The hard work paid off. They raised more than $1.1 million for the “streetscape” project to include new sidewalks, curbs and lighting.
But, as deadlines draw near and all resources have been tapped, the group remains $50,000 short.
“This is probably one of the best co-operative efforts in the borough,” said Kathy Bisko, program director for Meyersdale Renaissance Inc., the borough’s Main Street program.
“Honestly, we need the support and help of the people who live and do business on Main Street.”
This week, the design committee mailed letters to businesses and residents along Main Street, which would undergo a facelift with new sidewalks and a bike lane from Grant Street to the Western Maryland station.
The centerpiece of the design would feature a maple leaf on the intersection of Center and Main streets.
The letters ask each person or business owner to give $20 per linear foot of new sidewalks and curbs, an amount that Bisko said is less than one-quarter the cost of each person to pay for the work privately.
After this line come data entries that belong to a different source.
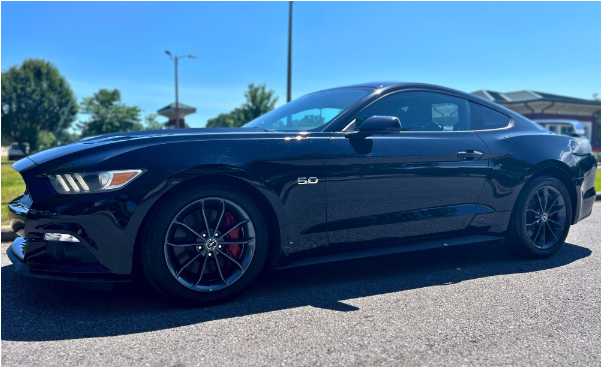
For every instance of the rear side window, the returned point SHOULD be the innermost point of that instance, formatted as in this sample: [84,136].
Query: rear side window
[484,118]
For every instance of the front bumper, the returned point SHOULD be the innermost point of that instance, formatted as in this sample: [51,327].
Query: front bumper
[39,259]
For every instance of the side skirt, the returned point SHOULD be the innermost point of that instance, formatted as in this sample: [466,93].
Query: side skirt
[391,249]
The request was mailed even to businesses that already have made significant donations.
“These are the people who would directly benefit,” Bisko said.
In October 2006, the group was awarded an $850,000 PennDOT grant for the work, following a second public meeting.
Organizers had hoped to see work begin in the summer, but the review process with PennDOT took longer than expected.
“It just takes time, more than we anticipated,” Bisko said.
The project also received a $200,000 boost from the state’s Department of Community and Economic Development, $30,000 in Growing Greener funds and $25,000 in Community Development Block Grant money.
Another $125,000 in matching funds needed to be raised, and a design committee used a streetlight sponsorship campaign, as well as private grants through foundations, to raise all but the final $50,000.
“At this point, we very much need to get this moving,” Bisko said.
If organizers are able to line up funding, the project should be bid this year.
The group has planned to coordinate the project with a borough water authority project to replace 150-year-old water lines, which is scheduled to begin in the spring. To keep pace with that joint undertaking and preserve grant funding, the streetscape design must begin in the summer, Bisko said.
“Right now, the most critical thing is this last piece of funding,” she said.